Every organization, irrespective of its size and scope, has to budget for publicity with the objective of its image building. In the case of small and medium firms, the publicity can be confined to the local or regional base for this will suffice as their ability to attract talent is also generally limited to it. Besides, the competition, in so far as the employment turnover is concerned, is also usually local at most and intra regional at best. By this way, the organization is ever kept in the local limelight, and thus it need not have to suffer on account of employee turnover associated with unexposed firms. In short, the small players have to acquire a local aura of their own to avoid the pitfalls of their life threatening employee turnover.

An organization has to maintain continuity and keep the advancement channels open to the employees in order to cater to their promotional aspirations. Unimaginative and haphazard recruitment methods that do not take into account the age factor of the employees for various positions in the hierarchy will lead to stagnation and consequent turnover or a sudden vacuum caused by their simultaneous retirement. This can be avoided by phased recruitment of and   proportional promotions to various positions, in tune with the planned growth rate of the organization. In an ideal situation, occasioned by this regimen, the facilitation of the promotion of juniors on the superannuation of their seniors could be achieved.

Job rotation leads to job enrichment besides reducing individual monotony that is inimical to the organizations’ functional health. Managements should develop appropriate systems to ensure job rotation, wherever practicable, so that the employee enthusiasm for work is sustained. Besides, evaluation of the individual aptitudes and capabilities of all the employees in general, and the personnel occupying the key positions in particular, should be undertaken, to enable optimum utilization of the available human resources. This ensures a challenging working environment to the truly gifted employees that enrich the organization.

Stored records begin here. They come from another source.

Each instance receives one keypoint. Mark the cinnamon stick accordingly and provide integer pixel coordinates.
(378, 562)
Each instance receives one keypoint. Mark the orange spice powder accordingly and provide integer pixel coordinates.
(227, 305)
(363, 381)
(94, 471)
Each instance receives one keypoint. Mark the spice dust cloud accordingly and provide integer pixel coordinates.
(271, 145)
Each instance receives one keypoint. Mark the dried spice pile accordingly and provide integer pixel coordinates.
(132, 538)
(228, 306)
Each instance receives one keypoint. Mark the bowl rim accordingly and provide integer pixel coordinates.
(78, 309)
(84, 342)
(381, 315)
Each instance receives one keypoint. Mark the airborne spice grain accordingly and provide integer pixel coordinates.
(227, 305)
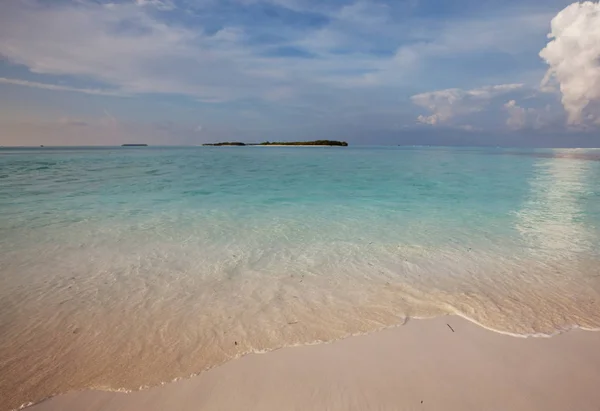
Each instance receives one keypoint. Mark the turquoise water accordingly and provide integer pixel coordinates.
(126, 267)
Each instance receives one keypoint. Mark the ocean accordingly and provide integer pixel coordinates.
(123, 268)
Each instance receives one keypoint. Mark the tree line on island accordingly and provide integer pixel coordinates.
(282, 143)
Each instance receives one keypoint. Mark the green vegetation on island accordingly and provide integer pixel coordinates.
(284, 143)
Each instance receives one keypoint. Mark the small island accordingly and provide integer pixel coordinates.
(284, 143)
(226, 143)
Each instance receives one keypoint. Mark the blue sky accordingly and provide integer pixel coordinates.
(371, 72)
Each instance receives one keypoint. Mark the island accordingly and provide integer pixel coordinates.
(283, 143)
(226, 143)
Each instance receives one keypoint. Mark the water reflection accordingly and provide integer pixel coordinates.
(551, 221)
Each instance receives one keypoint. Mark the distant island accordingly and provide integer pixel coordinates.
(283, 143)
(226, 143)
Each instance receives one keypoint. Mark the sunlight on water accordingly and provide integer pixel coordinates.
(126, 268)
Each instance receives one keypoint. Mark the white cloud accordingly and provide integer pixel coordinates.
(45, 86)
(573, 55)
(516, 115)
(446, 105)
(163, 5)
(124, 46)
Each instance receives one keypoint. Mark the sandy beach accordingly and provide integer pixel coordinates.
(445, 363)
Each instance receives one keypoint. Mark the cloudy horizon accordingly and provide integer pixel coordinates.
(180, 72)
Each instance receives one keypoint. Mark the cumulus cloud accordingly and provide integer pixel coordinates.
(573, 55)
(446, 105)
(516, 115)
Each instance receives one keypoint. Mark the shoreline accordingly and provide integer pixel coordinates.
(445, 363)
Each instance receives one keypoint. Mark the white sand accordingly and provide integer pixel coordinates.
(420, 366)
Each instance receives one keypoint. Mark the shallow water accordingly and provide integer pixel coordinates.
(128, 267)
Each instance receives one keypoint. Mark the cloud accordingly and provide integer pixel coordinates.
(446, 105)
(163, 5)
(516, 115)
(55, 87)
(573, 55)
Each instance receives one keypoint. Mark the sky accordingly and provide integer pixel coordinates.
(180, 72)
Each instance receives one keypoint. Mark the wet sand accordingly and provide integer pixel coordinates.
(445, 363)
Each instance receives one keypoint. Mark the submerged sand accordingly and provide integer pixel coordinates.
(446, 363)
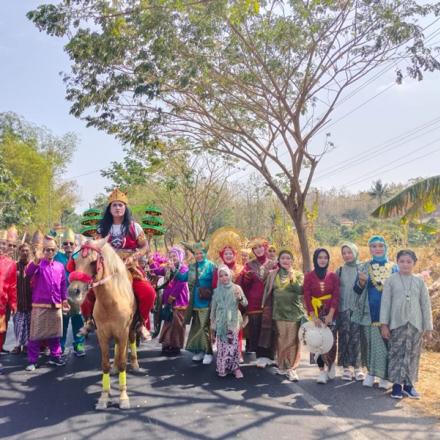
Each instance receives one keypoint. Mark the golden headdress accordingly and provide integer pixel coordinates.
(37, 239)
(258, 241)
(118, 196)
(69, 235)
(222, 238)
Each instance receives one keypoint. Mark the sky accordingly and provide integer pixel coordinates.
(372, 131)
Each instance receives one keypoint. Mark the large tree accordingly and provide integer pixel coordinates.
(255, 80)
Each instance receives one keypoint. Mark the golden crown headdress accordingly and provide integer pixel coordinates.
(118, 196)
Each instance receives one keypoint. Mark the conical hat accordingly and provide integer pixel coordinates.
(317, 340)
(37, 238)
(12, 234)
(69, 235)
(224, 237)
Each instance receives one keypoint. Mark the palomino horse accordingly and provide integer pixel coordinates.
(97, 266)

Bossism, the monster that boosts the ego of a few and hurts the sensitivity of many, which has a bearing on the organizational morale as a whole that is detrimental to its well-being should be banished from the managerial portals. Also, for creating an environment for achieving self-actualization, delegation of power should be made the cornerstone of the management edifice. The absence of bossism and the presence of an egalitarian work culture founded on decentralization form the double non-monetary bonanza for ensuring employee satisfaction and loyalty.

The recruitment policy should be so framed as to desist itself from the influences of casteism, communalism, nepotism, regionalism and such, and whenever unavoidable, an ethnic balance has to be maintained in order to avoid the feeling of domination by a particular group in the rest. In those areas where the non-natives are economically dominant, it would do good to recruit the natives in numbers, not only to gain the patronage and protection of the local population but also, in case of an agitation against the aliens, to guard against possible mass exodus of the latter. Needless to say, the location of the industrial units should be confined to politically stable and socially homogeneous areas so that the adverse effects of political instability and social discord can be avoided.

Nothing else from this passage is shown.